CHAPITRE XVIII
De la mise en futaille et des soins à donner aux Vins
Les vins de raisins secs, une fois terminés, demandent, comme les vins de vendanges, de grandes précautions pour leur logement dans les tonneaux.
Il convient que le fabricant prépare, au moment du décuvage, des tonneaux d’une grande propreté.
Je ne ferai point ici la description des bois qui sont, plus ou moins préférables, pour loger le vin.
Les bois de chêne et de châtaignier, dont la plupart de nos foudres sont construits, offrent toutes les qualités requises pour cela.

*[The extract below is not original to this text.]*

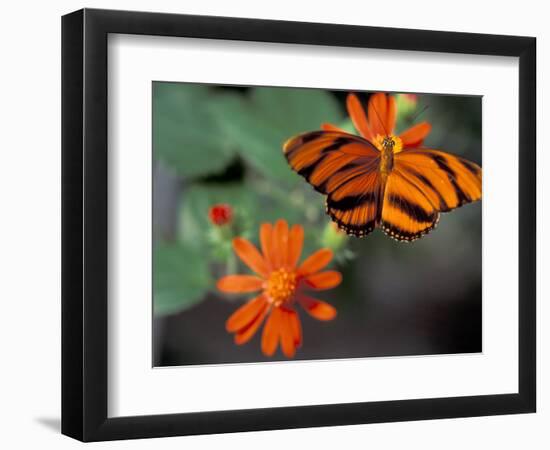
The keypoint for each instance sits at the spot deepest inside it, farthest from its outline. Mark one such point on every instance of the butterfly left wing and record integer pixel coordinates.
(422, 184)
(345, 168)
(449, 181)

Les soins à donner aux tonneaux vieux sont très importants; les vins s’emparant avec la plus grande facilité des moindres goûts, bons ou mauvais. Les tonneaux qui seraient restés longtemps sans contenir du vin, ont besoin d’un énergique lavage.
Il en est de même pour l’emploi des tonneaux ou futailles neuves.
Voici les diverses méthodes généralement employées pour préparer les tonneaux.
Quand le tonneau, quoique vieux, a déjà contenu du vin, on le lave avec de l’eau froide en le remuant fortement (si les dimensions du tonneau ou de la futaille le permettent), après y avoir introduit une chaîne de fer, qui détache toutes les impuretés qui ont pu se loger sur les douves.
Quand les tonneaux, en bois de chêne ou autres, sont neufs, de crainte qu’ils ne communiquent aux vins des mauvais goûts, on les rince d’abord avec de l’eau bouillante dans laquelle on a jeté du sel; après cette opération, quand les tonneaux sont bien égouttés, on pratique avec de l’eau froide comme je le disais plus haut.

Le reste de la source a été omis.